Evaluation of In-Season Management Zones from High-Resolution Soil and Plant Sensors
Martina Corti,
Pietro Marino Gallina,
Daniele Cavalli,
Bianca Ortuani,
Giovanni Cabassi,
Gabriele Cola,
Antonio Vigoni,
Luigi Degano,
Simone Bregaglio
Affiliations
Martina Corti
Department of Agricultural and Environmental Sciences-Production, Landscape, Agroenergy, Università degli Studi di Milano, via Celoria 2, 20133 Milano, Italy
Pietro Marino Gallina
Department of Agricultural and Environmental Sciences-Production, Landscape, Agroenergy, Università degli Studi di Milano, via Celoria 2, 20133 Milano, Italy
Daniele Cavalli
Department of Agricultural and Environmental Sciences-Production, Landscape, Agroenergy, Università degli Studi di Milano, via Celoria 2, 20133 Milano, Italy
Bianca Ortuani
Department of Agricultural and Environmental Sciences-Production, Landscape, Agroenergy, Università degli Studi di Milano, via Celoria 2, 20133 Milano, Italy
Giovanni Cabassi
CREA-Council for Agricultural Research and Economics, Research Centre for Animal Production and Aquaculture, via Antonio Lombardo 11, 26900 Lodi, Italy
Gabriele Cola
Department of Agricultural and Environmental Sciences-Production, Landscape, Agroenergy, Università degli Studi di Milano, via Celoria 2, 20133 Milano, Italy
Antonio Vigoni
Sport Turf Consulting-Servizi per l’Agricoltura con Aeromobili a Pilotaggio Remoto, Via Cesare Battisti, 19, 20027 Rescaldina, MI, Italy
Luigi Degano
CREA-Council for Agricultural Research and Economics, Research Centre for Animal Production and Aquaculture, via Antonio Lombardo 11, 26900 Lodi, Italy
Simone Bregaglio
CREA-Council for Agricultural Research and Economics, Research Centre for Agriculture and Environment, via di Corticella 133, 40128 Bologna, Italy
The adoption of precision agriculture has the potential to increase the environmental sustainability of cropping systems as well as farmers’ income.

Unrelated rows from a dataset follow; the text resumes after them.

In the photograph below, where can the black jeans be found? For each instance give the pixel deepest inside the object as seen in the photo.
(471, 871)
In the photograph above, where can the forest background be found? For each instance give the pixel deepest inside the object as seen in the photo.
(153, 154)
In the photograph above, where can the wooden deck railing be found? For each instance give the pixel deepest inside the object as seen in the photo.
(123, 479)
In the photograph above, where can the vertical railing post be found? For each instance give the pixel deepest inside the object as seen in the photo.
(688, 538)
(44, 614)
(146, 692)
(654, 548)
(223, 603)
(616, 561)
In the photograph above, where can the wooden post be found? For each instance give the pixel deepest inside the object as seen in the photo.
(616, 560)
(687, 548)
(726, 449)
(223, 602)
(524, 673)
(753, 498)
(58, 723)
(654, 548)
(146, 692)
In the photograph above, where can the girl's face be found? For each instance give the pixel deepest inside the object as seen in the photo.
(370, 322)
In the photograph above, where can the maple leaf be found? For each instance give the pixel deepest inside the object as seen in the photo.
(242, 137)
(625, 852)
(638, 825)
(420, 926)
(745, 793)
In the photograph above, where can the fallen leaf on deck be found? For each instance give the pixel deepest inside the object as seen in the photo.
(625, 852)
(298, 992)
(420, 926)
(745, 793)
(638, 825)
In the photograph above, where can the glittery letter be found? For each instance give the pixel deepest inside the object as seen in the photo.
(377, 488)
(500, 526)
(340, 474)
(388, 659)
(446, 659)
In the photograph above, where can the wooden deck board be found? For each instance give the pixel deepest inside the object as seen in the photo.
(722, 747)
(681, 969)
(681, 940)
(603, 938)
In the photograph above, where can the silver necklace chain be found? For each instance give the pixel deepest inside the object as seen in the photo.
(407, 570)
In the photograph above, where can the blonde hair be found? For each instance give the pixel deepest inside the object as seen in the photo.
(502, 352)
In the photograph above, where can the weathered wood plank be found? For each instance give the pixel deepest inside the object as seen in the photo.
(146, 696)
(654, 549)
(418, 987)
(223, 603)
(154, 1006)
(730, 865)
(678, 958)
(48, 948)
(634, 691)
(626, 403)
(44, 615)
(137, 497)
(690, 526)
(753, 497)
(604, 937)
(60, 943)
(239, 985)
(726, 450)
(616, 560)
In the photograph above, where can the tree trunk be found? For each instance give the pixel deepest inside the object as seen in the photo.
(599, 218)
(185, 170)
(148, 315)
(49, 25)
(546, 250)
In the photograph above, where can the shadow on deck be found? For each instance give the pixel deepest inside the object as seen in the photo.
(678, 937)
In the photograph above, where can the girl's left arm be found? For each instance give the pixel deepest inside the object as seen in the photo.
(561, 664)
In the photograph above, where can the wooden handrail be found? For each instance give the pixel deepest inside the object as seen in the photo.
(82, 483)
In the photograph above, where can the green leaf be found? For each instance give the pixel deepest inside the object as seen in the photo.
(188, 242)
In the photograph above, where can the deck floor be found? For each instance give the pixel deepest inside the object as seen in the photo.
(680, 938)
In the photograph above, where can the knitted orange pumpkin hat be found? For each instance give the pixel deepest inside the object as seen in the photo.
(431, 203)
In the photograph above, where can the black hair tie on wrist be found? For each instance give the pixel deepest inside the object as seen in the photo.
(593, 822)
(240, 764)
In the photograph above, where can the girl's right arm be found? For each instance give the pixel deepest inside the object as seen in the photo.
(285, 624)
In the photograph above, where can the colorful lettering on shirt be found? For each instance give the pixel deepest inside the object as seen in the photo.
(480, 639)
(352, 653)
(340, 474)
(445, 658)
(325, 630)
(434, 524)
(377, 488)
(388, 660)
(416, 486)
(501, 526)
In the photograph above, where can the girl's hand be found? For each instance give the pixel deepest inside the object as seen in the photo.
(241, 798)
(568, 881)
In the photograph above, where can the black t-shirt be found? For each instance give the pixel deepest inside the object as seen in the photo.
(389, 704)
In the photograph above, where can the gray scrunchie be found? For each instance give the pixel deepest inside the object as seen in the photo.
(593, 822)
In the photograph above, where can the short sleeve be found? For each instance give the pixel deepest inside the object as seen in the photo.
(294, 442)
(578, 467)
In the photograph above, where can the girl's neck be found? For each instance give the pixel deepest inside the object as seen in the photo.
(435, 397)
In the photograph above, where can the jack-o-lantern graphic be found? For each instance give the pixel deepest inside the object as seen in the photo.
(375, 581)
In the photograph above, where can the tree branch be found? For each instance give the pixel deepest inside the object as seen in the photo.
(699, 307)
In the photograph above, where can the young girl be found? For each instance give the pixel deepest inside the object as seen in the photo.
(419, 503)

Farmers in transition to precision agriculture need low-input and effective protocols to delineate homogenous management zones to optimize their actions without past knowledge e.g., yield maps. Different approaches have been developed so far, based on the analysis of the within-field variability in crop and soil properties, but procedures were rarely suited for operational conditions. We identified here a low-inputs protocol to map management zones from soil electrical conductivity and/or crop vegetation indices, using a winter wheat field in northern Italy as a pilot case. The reliability of the alternative data sources was evaluated at three crop development stages using a yield map as reference. Red-edge and NIR (NDRE) bands were the most reliable data sources for management zones identification, with 62%, 68%, and 74% of correct classifications at early tillering, stem elongation, and late booting, respectively. Our work identifies a minimum dataset for accurate management zones’ definition and highlights that in-season monitoring based on the red-edge band was able to reliably identify management zones already at early tillering, despite minor differences in crop growth.